Which Witch?
- Other names: Haunted House Ghost Castle
- Publishers: Milton Bradley Denys Fisher
- Publication: 1970; 56 years ago
- Years active: 2–4
- Genres: Board game
- Languages: English
- Players: 2–4
- Playing time: 45'
- Age range: 6+

= Which Witch? (board game) =

Children's board game

Which Witch? is a children's board game published in 1970 by the Milton Bradley Company, and was invented by Joseph M. Burck of Marvin Glass and Associates. The board represents a haunted house with four large rooms: the Broom Room, the Witchin' Kitchen, the Spell Cell and the Bat's Ballroom, assembled before play into a three-dimensional model house with vertical walls, and a large plastic chimney in the center. There are four tokens, colored red, yellow, blue and green. Each token is shaped like a child, either a boy or a girl, with four corresponding mouse tokens of identical color.

== Overview ==
In each turn, each player rolls a single die to determine movement distance along a tiled track through the rooms. Several tiles are "danger" squares because they are in the path of the game's "whammy ball", a steel ball dropped into the central chimney that falls randomly into one of the rooms. The end of the track in the Bat's Ballroom is the "Charmed Circle". The player to reach the Charmed Circle first wins the game.

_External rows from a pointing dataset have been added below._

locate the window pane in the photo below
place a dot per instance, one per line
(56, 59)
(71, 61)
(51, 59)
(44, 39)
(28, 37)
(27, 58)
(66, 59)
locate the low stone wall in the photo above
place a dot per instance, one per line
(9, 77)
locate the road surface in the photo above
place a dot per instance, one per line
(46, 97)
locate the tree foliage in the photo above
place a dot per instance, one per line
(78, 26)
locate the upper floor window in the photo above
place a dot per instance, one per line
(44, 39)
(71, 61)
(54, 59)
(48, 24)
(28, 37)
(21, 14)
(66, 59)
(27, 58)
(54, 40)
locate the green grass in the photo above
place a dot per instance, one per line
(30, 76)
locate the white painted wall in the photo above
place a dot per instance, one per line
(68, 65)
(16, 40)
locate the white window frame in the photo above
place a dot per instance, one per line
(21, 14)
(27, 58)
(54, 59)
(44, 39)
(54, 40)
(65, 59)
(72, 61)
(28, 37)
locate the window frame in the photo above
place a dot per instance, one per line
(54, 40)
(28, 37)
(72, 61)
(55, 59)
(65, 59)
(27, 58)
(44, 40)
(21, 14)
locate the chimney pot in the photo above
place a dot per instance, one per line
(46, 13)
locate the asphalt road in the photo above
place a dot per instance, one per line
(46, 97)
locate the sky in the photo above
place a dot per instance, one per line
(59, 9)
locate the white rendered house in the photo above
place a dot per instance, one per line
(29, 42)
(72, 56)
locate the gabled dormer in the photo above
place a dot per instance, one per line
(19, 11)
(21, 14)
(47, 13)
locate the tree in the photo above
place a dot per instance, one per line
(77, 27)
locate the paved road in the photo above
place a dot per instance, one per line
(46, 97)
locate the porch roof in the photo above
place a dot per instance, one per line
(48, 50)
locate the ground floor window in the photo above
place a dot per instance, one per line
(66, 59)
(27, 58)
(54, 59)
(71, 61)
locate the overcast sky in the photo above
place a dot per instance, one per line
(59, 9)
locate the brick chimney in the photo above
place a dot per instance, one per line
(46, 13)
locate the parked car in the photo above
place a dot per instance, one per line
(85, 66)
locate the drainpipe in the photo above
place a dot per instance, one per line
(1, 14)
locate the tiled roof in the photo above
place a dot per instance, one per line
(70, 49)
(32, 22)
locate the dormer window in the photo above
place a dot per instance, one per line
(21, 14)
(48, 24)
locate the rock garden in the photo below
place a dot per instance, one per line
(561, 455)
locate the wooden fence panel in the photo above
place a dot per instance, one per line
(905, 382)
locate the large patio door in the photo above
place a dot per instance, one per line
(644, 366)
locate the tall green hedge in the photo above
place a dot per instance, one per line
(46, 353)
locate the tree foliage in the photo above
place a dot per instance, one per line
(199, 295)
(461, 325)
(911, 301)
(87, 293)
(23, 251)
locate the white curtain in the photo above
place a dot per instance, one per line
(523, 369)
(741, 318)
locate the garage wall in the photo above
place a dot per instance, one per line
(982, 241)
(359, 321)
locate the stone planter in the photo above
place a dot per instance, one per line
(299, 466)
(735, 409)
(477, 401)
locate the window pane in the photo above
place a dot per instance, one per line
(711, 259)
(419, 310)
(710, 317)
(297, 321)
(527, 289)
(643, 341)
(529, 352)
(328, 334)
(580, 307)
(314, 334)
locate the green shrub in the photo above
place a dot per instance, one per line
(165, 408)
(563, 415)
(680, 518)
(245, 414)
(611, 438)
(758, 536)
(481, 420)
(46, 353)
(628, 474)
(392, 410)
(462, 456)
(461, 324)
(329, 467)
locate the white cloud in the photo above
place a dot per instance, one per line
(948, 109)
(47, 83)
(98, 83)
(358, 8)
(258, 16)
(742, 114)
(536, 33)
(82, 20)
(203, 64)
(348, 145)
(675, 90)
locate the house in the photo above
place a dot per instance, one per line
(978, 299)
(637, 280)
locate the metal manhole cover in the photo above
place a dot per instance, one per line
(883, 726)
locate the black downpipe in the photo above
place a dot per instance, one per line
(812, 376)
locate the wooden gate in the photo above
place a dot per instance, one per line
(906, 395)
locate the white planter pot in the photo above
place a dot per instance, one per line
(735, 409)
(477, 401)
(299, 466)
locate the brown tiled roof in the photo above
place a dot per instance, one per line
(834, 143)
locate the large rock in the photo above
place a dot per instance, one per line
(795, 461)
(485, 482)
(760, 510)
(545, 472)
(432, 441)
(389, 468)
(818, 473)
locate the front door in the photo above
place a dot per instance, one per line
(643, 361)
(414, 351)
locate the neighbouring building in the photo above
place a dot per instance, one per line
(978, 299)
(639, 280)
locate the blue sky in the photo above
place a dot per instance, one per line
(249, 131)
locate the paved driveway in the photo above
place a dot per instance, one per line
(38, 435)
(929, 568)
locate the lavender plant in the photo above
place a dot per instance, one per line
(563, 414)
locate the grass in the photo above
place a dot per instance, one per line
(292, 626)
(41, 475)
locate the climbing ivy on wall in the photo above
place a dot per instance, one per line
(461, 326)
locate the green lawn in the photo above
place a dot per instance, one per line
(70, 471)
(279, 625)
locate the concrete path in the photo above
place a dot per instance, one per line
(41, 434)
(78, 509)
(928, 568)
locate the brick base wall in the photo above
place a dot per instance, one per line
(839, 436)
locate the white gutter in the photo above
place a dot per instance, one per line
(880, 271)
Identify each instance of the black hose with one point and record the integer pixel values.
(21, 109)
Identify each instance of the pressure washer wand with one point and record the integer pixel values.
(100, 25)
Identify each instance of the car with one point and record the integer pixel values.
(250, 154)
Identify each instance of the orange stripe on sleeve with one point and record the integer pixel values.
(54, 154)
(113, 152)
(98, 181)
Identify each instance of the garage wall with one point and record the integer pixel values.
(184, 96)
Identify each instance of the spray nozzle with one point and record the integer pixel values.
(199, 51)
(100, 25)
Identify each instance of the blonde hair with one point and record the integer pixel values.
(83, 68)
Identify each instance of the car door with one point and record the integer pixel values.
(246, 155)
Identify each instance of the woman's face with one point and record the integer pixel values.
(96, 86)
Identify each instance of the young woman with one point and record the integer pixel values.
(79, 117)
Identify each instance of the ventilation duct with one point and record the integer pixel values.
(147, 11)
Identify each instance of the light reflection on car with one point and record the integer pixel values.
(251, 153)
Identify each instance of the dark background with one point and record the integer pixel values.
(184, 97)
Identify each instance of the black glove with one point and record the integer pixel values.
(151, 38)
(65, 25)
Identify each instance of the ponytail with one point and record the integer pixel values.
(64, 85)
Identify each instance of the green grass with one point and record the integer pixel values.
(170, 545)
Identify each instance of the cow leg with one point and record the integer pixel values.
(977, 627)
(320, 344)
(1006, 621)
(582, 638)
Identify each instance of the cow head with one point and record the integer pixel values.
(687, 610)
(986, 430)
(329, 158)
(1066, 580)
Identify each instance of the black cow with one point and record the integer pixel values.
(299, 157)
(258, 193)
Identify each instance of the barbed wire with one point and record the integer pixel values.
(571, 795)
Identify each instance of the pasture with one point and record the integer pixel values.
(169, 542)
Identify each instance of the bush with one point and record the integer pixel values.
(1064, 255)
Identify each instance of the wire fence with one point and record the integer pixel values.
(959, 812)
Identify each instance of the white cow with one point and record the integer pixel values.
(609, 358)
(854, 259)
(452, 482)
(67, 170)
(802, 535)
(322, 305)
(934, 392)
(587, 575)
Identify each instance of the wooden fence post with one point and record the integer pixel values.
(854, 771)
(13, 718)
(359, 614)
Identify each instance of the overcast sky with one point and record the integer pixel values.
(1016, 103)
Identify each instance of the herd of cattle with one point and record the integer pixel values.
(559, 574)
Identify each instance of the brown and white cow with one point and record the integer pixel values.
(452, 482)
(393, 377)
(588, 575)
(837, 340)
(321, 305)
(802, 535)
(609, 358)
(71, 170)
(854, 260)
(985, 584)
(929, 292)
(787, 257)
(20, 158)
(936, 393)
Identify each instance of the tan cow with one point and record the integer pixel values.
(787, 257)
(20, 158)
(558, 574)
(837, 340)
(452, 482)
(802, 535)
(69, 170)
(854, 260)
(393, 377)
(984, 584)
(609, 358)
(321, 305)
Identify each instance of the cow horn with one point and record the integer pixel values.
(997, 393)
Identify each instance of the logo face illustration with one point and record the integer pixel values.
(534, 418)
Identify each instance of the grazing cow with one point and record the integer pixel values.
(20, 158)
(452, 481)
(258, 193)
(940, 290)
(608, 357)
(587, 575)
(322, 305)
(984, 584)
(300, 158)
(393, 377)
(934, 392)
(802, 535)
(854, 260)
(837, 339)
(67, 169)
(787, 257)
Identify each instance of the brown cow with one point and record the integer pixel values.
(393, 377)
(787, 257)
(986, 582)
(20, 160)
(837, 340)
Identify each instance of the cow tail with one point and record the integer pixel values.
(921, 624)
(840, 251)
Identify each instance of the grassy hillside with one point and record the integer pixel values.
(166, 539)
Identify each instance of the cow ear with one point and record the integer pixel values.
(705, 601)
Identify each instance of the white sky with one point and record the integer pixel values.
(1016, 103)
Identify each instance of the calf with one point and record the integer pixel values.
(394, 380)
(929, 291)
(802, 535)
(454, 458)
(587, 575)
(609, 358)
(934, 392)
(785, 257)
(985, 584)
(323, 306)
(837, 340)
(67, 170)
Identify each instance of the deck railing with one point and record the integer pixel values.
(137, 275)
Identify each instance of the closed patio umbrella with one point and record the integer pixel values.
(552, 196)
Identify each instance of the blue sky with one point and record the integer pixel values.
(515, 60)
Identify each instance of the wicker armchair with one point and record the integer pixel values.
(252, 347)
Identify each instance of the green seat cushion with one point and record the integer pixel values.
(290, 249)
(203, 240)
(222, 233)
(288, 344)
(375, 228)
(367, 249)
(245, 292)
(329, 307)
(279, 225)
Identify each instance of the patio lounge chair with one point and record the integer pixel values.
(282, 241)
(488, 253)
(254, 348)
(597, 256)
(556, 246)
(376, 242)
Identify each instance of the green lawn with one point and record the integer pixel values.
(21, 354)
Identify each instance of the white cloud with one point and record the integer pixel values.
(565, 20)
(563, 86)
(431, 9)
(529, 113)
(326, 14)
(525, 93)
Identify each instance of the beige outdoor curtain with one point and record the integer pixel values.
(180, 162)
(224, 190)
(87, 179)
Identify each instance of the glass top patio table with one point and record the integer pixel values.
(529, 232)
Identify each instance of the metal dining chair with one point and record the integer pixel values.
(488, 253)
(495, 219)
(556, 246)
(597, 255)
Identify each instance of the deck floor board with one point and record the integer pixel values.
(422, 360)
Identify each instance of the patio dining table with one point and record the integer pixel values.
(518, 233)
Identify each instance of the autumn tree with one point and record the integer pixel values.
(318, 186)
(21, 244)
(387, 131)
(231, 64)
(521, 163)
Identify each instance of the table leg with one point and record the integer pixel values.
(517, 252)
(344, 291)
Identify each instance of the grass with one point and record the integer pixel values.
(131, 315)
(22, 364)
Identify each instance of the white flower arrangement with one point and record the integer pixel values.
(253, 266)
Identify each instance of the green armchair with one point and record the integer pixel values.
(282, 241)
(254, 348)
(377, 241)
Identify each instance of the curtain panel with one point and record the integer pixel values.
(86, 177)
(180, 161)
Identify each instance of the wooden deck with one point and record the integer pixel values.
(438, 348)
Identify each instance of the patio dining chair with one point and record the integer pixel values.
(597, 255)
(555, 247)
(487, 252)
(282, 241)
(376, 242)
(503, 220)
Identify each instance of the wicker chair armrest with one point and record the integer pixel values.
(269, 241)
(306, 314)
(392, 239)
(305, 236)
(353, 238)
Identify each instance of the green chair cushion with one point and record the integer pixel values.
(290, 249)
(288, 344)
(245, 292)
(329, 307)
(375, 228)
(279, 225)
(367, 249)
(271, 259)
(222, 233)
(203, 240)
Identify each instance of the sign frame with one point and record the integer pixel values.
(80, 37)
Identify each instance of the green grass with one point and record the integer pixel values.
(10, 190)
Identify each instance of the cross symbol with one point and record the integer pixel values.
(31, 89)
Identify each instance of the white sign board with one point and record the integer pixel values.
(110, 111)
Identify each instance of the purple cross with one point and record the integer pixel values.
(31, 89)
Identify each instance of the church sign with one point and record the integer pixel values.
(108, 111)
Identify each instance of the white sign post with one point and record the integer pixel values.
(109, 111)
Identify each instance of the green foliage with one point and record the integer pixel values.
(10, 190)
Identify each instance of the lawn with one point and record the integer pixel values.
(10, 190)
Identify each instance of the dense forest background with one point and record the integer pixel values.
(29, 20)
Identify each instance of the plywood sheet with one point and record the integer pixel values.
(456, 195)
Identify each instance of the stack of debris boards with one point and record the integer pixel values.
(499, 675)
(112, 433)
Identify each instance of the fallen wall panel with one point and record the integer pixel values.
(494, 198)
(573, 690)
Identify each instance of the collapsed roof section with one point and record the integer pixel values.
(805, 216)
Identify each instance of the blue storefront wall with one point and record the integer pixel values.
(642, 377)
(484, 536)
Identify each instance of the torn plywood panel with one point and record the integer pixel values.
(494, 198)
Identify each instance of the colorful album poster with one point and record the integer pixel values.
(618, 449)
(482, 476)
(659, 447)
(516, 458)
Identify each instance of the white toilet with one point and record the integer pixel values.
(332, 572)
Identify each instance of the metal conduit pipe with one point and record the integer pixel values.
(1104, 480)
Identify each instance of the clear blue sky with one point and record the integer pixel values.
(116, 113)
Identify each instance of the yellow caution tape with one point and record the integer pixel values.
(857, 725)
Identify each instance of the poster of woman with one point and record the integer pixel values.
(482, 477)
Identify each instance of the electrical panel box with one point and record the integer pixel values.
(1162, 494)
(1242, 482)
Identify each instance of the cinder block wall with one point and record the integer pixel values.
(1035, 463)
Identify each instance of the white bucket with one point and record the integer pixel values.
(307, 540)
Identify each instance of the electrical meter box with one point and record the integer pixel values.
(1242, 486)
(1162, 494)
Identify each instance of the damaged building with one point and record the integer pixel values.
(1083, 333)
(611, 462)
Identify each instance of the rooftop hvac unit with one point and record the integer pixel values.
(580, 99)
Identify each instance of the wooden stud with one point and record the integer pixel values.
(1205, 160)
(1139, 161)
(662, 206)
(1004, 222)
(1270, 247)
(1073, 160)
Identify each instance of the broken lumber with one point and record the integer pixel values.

After rolling the die, a player draws a card from a deck. Each card is imprinted with one of three witches: Ghoulish Gertie, Wanda The Wicked and Glenda The Good. Drawing a Ghoulish Gertie card instructs player to drop the whammy ball into the chimney; if any player's token is knocked off the track by the ball, it must be returned to the start square for that room. Drawing the Wanda the Wicked card requires that the player's token be replaced with a mouse; a mouse cannot move from its current tile until the same player draws a Glenda The Good card, which allows the player to reclaim the original child token.

A version of the game was released as a tie-in to the animated television series, The Real Ghostbusters, with identical play mechanics but Ghostbusters characters and cards. Which Witch? was sold as Haunted House by Denys Fisher and later as Ghost Castle in the UK.